Pressemitteilung: Strafanzeige beim Generalbundesanwalt erstattet

Ich veröffentliche die Pressemitteilung der Internationalen Liga für Menschenrechte vom 03. Februar 2014 nachfolgend im vollen Wortlaut:

Internationale Liga für Menschenrechte initiiert Strafanzeige gegen Geheimdienste und Bundesregierung wegen geheimdienstlicher Massenüberwachung und –Ausforschung durch NSA & Co.

Heute hat die Internationale Liga für Menschenrechte zusammen mit

  1. dem Liga-Vizepräsidenten und Rechtsanwalt Dr. Rolf Gössner,
  2. dem Chaos Computer Club e.V., Hamburg, und seiner Sprecherin Dr.

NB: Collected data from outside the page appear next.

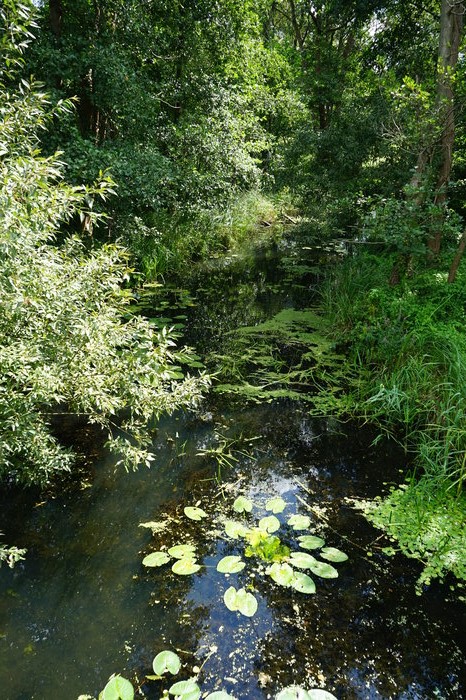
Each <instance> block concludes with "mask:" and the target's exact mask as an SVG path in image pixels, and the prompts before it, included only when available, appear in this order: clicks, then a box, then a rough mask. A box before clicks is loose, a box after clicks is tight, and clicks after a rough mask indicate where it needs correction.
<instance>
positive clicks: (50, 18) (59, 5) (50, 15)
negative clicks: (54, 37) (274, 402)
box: [49, 0, 63, 39]
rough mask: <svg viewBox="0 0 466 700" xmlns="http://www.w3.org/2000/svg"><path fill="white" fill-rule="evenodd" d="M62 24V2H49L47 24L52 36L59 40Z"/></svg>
mask: <svg viewBox="0 0 466 700" xmlns="http://www.w3.org/2000/svg"><path fill="white" fill-rule="evenodd" d="M62 23H63V5H62V0H49V24H50V29H51V30H52V34H53V35H54V36H55V37H56V38H57V39H60V37H61V33H62Z"/></svg>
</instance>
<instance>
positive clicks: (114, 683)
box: [78, 649, 336, 700]
mask: <svg viewBox="0 0 466 700" xmlns="http://www.w3.org/2000/svg"><path fill="white" fill-rule="evenodd" d="M152 668H153V670H154V674H155V675H148V676H146V678H147V679H148V680H157V681H158V680H163V679H164V677H165V675H166V674H171V675H173V676H176V675H177V674H178V673H179V671H180V669H181V659H180V657H179V656H178V654H175V652H173V651H170V650H169V649H166V650H164V651H161V652H160V653H159V654H157V656H156V657H155V658H154V660H153V662H152ZM196 670H197V671H198V672H199V671H200V669H196ZM197 679H198V678H197V676H194V677H192V678H189V679H188V680H186V681H177V682H175V683H173V684H172V685H171V686H170V687H169V688H168V690H164V691H163V695H162V698H173V699H174V700H199V698H200V697H201V694H202V691H201V688H200V687H199V685H198V684H197ZM82 698H89V696H81V699H78V700H82ZM204 698H205V700H236V698H235V697H234V696H233V695H230V694H229V693H227V692H226V691H225V690H216V691H214V692H213V693H209V694H208V695H205V696H204ZM91 700H92V699H91ZM99 700H134V688H133V685H132V683H131V682H130V681H129V680H127V679H126V678H123V677H122V676H120V675H116V676H113V677H112V678H111V679H110V680H109V682H108V683H107V685H106V686H105V688H104V689H103V691H102V692H101V693H100V695H99ZM275 700H336V698H335V696H334V695H332V694H331V693H329V692H328V691H326V690H322V689H320V688H313V689H311V690H306V689H305V688H302V687H301V686H297V685H292V686H288V687H287V688H283V690H281V691H280V692H279V693H278V695H276V696H275Z"/></svg>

Constanze Kurz,
  3. dem Datenschutzverein digitalcourage e.V. (Bielefeld) und den Vorstands­mitgliedern Rena Tangens und padeluun

Strafanzeige beim Generalbundesanwalt erstattet.

Die anlasslose Massenüberwachung und Ausforschung der Bevölkerung, die systematische Digitalspionage durch den US-Geheimdienst NSA und andere Geheimdienste und die damit mutmaßlich verbundenen Bürgerrechts- und Strafrechtsverstöße müssen endlich gerichtlich überprüft und ggf. geahndet werden. So etwa die Straftatbestände der verbotenen Geheimdiensttätigkeit, der Verletzungen des persönlichen Lebens- und Geheimbereichs, des Ausspähen von Daten und der Strafvereitelung.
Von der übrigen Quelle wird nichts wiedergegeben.